At 16, she joined Manuel Morao's acclaimed company. As her reputation and skills increased, she went on to dance with such stars as El Guido and Antonio Canales, and in her early 20s, she performed at the prestigious Granada Festival with the great singer Enrique Morente. But she saw poor flamenco too, the product of a refusal to collaborate and a resistance to change.

"It is embarrassing," she says, "how so many artists refuse to change their routines. Even the word 'routine' says how bad it can be. You have to keep exploring your emotions in order to do flamenco well. It takes an awful lot out of you. But you have to do it. People come to see flamenco for the artistry, but what they want even more is catharsis, like what you experience hearing well-sung blues or gospel. And for there to be catharsis, the production should be well designed and directed."
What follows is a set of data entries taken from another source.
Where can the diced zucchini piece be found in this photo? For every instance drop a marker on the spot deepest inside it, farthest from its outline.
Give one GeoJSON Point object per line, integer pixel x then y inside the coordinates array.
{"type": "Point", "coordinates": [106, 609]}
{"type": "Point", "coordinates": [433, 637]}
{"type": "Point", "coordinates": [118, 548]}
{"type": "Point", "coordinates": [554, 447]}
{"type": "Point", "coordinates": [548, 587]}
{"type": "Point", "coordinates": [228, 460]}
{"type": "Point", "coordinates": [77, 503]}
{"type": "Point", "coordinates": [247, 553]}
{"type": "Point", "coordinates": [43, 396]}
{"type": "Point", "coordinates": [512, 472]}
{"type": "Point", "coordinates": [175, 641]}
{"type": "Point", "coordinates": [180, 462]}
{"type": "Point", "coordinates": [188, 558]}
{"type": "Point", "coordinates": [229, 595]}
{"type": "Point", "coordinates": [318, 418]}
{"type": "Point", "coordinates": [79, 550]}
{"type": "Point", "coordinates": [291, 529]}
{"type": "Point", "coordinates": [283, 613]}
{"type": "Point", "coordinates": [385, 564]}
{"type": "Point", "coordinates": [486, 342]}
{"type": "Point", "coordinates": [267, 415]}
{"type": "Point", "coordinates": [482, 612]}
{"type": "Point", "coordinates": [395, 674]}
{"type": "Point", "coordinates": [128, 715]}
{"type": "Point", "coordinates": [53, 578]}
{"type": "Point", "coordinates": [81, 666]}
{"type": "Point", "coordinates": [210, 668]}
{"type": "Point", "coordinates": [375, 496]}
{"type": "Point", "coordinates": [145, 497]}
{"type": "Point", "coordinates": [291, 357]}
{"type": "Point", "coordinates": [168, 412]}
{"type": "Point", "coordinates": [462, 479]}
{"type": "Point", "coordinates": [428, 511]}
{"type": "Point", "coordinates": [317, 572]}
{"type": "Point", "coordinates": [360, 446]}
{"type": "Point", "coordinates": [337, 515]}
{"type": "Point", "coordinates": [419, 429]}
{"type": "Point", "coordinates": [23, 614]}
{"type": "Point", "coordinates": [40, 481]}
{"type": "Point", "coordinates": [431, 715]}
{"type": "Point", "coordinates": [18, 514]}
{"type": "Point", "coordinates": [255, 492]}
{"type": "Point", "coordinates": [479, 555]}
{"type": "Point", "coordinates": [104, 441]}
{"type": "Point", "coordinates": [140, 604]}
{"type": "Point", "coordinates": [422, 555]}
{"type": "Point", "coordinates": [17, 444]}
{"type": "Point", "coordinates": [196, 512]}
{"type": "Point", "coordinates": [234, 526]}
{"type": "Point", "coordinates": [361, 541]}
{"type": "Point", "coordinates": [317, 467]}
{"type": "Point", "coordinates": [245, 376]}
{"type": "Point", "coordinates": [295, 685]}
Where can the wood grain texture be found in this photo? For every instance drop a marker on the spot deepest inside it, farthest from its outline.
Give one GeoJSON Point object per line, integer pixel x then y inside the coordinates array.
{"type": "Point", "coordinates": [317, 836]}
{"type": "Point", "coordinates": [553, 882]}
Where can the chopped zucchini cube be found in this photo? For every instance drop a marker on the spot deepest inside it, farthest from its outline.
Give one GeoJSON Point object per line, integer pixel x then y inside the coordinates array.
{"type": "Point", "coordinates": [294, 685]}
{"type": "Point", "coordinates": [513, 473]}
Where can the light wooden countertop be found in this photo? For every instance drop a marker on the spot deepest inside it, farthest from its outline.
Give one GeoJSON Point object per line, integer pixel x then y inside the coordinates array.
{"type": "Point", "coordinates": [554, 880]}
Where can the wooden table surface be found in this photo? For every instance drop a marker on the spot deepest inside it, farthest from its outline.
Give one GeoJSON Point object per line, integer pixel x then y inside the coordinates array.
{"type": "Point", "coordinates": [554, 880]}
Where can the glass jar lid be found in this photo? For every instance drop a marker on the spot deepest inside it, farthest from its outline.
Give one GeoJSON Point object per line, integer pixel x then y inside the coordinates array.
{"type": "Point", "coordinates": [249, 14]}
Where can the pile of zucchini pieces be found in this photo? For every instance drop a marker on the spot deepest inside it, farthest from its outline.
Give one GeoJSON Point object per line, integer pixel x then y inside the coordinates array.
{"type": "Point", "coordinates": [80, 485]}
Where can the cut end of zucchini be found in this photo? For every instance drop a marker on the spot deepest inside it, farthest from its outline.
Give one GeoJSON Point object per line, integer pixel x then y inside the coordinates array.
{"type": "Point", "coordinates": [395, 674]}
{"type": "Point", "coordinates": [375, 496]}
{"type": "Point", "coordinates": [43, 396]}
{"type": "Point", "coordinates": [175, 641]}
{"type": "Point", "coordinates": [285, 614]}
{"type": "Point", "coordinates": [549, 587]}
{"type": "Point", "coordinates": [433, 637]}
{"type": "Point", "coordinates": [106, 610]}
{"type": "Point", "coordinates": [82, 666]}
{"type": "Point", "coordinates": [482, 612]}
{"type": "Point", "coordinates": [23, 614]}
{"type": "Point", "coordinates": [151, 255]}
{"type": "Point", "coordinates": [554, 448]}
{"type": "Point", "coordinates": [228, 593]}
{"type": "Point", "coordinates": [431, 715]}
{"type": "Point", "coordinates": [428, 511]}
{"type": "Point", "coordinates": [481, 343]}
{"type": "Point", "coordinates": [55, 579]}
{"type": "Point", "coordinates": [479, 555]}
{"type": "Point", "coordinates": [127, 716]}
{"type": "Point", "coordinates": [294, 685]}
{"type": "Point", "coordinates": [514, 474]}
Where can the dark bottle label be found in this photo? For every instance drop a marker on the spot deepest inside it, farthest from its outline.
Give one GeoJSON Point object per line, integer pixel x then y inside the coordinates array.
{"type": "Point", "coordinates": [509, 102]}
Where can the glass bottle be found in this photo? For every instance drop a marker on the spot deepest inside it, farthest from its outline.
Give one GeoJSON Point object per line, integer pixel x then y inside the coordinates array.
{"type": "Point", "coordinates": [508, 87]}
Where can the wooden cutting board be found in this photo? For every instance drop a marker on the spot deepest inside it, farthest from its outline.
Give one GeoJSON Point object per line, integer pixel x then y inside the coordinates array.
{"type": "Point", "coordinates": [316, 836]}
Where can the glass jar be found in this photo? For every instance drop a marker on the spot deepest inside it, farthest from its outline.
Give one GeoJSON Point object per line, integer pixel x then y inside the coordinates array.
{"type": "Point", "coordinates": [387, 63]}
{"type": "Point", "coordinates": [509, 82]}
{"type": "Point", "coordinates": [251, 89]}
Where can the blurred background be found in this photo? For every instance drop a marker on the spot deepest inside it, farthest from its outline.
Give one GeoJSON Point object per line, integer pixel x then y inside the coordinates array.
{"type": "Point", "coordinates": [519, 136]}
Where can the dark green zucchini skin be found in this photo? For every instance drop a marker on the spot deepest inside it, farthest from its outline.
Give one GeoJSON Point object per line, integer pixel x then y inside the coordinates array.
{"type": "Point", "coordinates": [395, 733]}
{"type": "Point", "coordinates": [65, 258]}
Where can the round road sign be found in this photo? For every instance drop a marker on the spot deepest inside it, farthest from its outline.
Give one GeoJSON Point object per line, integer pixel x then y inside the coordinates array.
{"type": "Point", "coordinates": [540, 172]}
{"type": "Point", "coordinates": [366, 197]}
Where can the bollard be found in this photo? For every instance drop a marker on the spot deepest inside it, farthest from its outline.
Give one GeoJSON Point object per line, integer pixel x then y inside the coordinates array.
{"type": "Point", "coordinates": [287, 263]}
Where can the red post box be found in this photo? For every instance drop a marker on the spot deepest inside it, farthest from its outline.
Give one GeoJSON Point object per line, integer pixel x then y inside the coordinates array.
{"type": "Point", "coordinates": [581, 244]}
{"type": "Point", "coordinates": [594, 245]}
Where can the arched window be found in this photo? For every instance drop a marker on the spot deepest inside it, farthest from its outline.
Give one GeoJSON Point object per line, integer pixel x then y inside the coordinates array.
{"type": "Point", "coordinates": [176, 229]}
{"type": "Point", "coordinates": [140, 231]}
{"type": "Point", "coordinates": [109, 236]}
When she founded Ballet Flamenco Sara Baras in 1997, Baras vowed not to be routine. She has employed stage directors, lighting and costume designers, and musical directors for all her shows.

"Everyone has his role and his job," she says. "If I dance, it does not mean that I should be a director or I can arrange the music. I know choreography. That is enough. For everything else, I need the wisdom and perspective of other professionals."

While unremarkable in the U.S., that concept was indeed long foreign to flamenco performers in Spain, with the result that shows were often static, repetitive and predictable. Yet Baras is also part of a long line of artists who have moved flamenco forward and expanded its appeal. Their efforts started as far back as the 1920s, when Carmen Amaya challenged sexual stereotypes by donning pants and dancing with the power and technique of a man. In 1974, Antonio Gades introduced flamenco into another performing art by adapting Federico Garcia Lorca's play "Blood Wedding" as a one-act dance drama. Carlos Saura's films in the early '80s, including one based on the Gades production and another a version of "Carmen," further increased the audience for the form. Saura's 1995 "Flamenco," an art-house hit the world over, gave prime exposure to virtually every top artist performing then.